The Regulation has two parts—(1) a General Data Protection Regulation that would govern the protection of individuals with regard to the processing of personal data and the free movement of such data, and (2) a proposal directed towards "competent authorities" regarding the processing of personal data in connection with the investigation and prosecution of crimes.
The Regulation would maintain the long standing rights under the 1995 Directive for notice of data collection, as well as data access and correction rights. The Regulation also contains significant changes. Among these changes, the Regulation would implement the long-discussed "right to be forgotten." This would give the data subject the right to have personal data erased if the data is no longer necessary for the purposes for which it was collected or processed, if consent is withdrawn, if the storage period consented to has expired where there is no other legal ground for the data processing, if the data subject objects to processing, or if the processing does not comply with the Regulation. The Regulation also introduces a right of "data portability." Data subjects would be legally entitled to obtain an electronic copy of their personal data in a commonly used format that allows for further use.
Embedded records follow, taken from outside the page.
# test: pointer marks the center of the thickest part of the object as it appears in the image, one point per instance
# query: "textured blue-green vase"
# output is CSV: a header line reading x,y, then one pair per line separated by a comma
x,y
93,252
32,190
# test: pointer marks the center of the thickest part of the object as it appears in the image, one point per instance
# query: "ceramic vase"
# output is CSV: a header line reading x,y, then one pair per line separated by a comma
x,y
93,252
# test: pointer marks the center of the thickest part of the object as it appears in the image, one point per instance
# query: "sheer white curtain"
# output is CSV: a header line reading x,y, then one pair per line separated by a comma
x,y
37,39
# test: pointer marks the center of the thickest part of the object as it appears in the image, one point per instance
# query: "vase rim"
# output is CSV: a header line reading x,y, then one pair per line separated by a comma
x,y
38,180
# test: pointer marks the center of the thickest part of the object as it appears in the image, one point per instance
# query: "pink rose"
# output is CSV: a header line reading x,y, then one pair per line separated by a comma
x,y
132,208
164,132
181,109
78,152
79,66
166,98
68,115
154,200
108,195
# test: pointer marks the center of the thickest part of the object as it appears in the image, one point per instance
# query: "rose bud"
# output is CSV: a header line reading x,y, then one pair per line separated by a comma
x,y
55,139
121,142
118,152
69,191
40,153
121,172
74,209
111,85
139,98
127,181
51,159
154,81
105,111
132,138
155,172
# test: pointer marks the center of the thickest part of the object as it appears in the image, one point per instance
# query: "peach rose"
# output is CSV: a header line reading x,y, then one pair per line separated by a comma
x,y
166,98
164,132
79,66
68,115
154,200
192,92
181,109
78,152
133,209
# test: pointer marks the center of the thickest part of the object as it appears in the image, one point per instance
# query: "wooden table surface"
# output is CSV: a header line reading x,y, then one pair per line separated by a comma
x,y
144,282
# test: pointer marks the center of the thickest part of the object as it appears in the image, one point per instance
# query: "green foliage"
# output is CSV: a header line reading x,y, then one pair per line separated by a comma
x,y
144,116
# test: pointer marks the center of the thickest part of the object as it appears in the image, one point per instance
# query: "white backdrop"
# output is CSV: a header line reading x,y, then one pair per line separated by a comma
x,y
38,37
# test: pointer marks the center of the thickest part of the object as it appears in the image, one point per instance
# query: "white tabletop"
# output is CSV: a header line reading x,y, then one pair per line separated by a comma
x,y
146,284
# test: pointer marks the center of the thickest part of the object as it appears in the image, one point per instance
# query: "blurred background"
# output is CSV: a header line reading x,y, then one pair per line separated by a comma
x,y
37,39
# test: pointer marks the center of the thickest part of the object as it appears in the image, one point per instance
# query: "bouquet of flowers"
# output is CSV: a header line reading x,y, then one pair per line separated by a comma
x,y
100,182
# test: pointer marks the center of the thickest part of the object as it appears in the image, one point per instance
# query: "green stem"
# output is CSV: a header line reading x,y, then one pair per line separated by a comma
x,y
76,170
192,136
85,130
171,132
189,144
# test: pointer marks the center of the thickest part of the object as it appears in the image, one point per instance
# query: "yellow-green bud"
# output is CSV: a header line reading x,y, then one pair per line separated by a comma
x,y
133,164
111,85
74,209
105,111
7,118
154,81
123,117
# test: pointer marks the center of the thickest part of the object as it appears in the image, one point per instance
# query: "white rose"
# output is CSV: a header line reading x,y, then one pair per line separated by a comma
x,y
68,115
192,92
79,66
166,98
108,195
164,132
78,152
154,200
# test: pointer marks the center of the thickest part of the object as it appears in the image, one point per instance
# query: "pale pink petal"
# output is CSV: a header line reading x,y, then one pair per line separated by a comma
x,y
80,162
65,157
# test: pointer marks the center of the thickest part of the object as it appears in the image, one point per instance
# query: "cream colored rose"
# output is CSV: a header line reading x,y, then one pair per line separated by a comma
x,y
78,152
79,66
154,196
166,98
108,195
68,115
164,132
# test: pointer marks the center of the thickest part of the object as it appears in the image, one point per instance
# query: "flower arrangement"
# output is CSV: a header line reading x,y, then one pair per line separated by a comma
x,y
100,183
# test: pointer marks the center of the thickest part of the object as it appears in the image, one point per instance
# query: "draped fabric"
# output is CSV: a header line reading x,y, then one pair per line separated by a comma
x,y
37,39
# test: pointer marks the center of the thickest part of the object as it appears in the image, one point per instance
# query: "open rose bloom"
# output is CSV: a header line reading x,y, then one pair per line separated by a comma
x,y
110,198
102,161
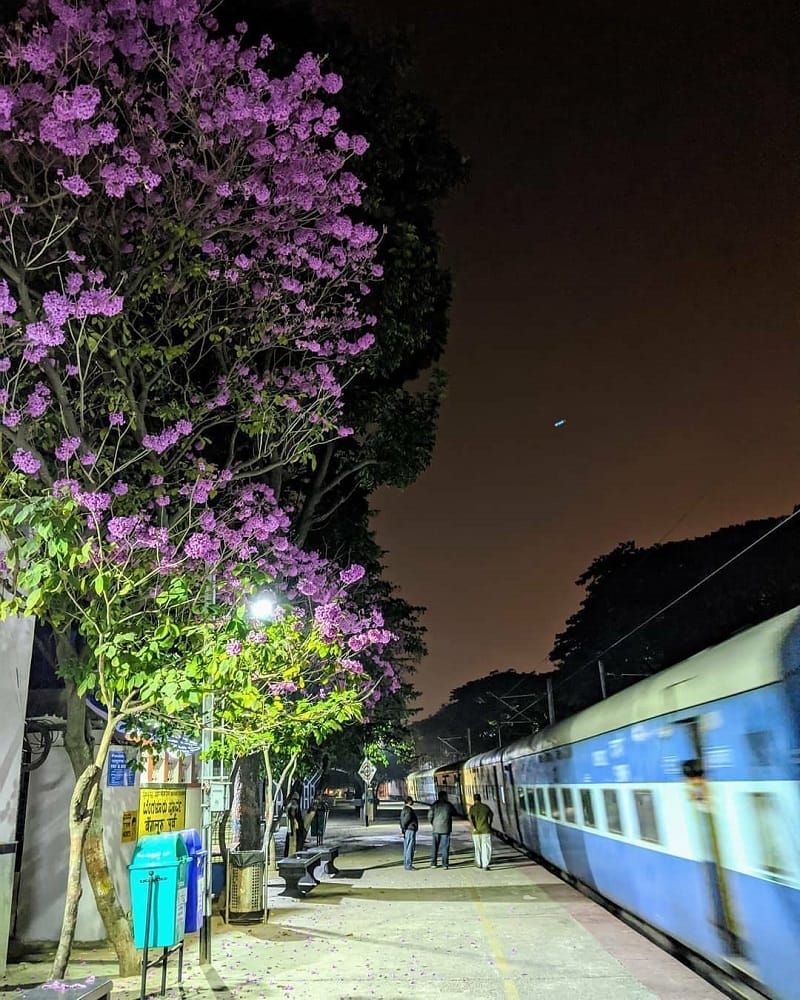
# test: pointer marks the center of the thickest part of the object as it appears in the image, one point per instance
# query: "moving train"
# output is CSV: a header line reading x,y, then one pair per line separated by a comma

The definition of "the data subject's consent" is modified in the Regulation to require "freely given specific, informed and explicit indication of his or her wishes by which the data subject, either by a statement or by a clear affirmative action, signifies agreement....". (Art. 4.)
The Regulation would expand many of the obligations now imposed upon data controllers to data processors as well. These obligations would also be imposed on data controllers located outside of the EU, if their processing activities are related to "the offering of goods or services" to EU data subjects, or "the monitoring of their behaviour." (Art. 3.)
In addition, the Regulation would impose a data breach notification requirement in the EU, requiring data controllers "without undue delay and, where feasible" to notify the local Data Protection Authority (DPA) of a data breach. Notification made outside a 24-hour window would require a "reasoned justification" for the delay. Notification would not be required if the controller demonstrates to the DPA that the data is subject to appropriate technological protection measures, i.e., if it was encrypted in some fashion. Notification to individuals would be required where the breach is likely to adversely affect the protection of personal data or privacy of the data subject. (Art. 32.)
Now that the Regulation has been formally proposed by the EC, there are still several steps in the process for adoption. The European Parliament and the Council (comprised of the governments of EU Member States) will review it and propose amendments. This cycle will repeat once more until the parties agree on amendments or convene a "conciliation committee" to try to find a solution. Either the Parliament or the Council can block the proposal if there is still no agreement on the joint text proposed by the conciliation committee. If not blocked, the proposal would go into effect two years after adoption.